Repository architecture #83

At a JISC workshop last Thursday I was invited to present some ideas around an architecture to support and exploit repositories in the UK. I gave the presentation the title Repository Architecture #83 . ;-)

My intention was to suggest some starting principles and then explore how they held up in the face of real-world issues. Here is the slide where I outlined these principles:

presentation.004.png

I also asked the question: “do we actually need a new architecture?” - suggesting that there is already a ubiquitous & successful architecture supporting much/most/(all?) of the functionality we want from repositories. Taking a resource oriented approach also seems to offer all kinds of advantages.

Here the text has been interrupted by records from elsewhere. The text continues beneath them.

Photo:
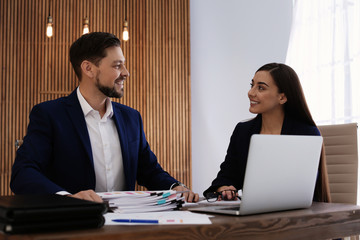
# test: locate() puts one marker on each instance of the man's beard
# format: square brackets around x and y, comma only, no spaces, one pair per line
[108,91]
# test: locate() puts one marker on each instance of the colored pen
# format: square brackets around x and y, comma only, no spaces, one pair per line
[136,220]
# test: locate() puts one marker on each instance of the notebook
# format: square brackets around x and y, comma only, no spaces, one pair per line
[36,213]
[280,175]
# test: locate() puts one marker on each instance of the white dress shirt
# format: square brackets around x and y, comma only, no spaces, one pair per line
[105,145]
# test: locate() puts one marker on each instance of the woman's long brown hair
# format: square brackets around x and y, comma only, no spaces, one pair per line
[288,83]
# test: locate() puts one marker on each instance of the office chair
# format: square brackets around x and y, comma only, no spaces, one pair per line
[341,150]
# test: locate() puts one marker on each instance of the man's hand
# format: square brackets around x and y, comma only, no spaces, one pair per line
[189,196]
[89,195]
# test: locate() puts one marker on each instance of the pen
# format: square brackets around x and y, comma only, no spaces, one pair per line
[136,220]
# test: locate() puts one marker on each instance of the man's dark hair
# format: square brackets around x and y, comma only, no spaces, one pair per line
[91,47]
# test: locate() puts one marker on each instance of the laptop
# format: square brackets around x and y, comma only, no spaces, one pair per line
[280,175]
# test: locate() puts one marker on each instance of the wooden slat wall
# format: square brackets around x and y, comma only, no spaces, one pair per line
[35,68]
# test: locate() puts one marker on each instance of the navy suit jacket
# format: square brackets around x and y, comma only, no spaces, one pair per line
[232,170]
[56,153]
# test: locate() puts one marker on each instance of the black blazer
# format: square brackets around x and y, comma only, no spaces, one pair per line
[232,170]
[56,153]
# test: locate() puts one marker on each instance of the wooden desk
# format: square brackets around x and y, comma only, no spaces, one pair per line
[321,221]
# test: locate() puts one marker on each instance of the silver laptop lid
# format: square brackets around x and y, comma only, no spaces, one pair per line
[281,173]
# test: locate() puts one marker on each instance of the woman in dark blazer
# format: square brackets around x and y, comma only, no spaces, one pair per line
[277,98]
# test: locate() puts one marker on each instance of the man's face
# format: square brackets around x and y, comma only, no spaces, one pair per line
[112,73]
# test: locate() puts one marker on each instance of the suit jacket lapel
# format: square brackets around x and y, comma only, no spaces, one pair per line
[78,119]
[120,125]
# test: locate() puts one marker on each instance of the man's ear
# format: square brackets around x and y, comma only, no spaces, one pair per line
[87,68]
[283,98]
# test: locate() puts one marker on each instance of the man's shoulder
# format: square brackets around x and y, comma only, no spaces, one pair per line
[118,107]
[51,104]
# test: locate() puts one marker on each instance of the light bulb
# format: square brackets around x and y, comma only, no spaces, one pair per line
[125,31]
[49,28]
[86,26]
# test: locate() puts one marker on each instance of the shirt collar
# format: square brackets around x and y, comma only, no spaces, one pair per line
[86,108]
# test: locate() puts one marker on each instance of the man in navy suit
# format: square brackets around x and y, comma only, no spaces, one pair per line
[84,143]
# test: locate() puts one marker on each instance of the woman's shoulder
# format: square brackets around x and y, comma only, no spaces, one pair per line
[249,125]
[301,128]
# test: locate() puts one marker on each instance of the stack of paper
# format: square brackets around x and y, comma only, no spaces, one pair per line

Applying this approach is certainly not a new idea - others have been here before. However, I suggest that the resource oriented approach and the service oriented approach can be most effective when used to complement each other. I think that there is still be place for the institutional repository as the collection of systems which surround what I call the source repository. I define the ’source repository’ as an (ideally) quite simple system which contains:

  • the resources themselves, individually addressed with HTTP URIs
  • simple, item-level metadata records
  • site-map(s) to aid remote search engines
  • public, HTTP interfaces
  • feeds to notify remote agents of the deposit of new resources in the repository (RSS and/or Atom)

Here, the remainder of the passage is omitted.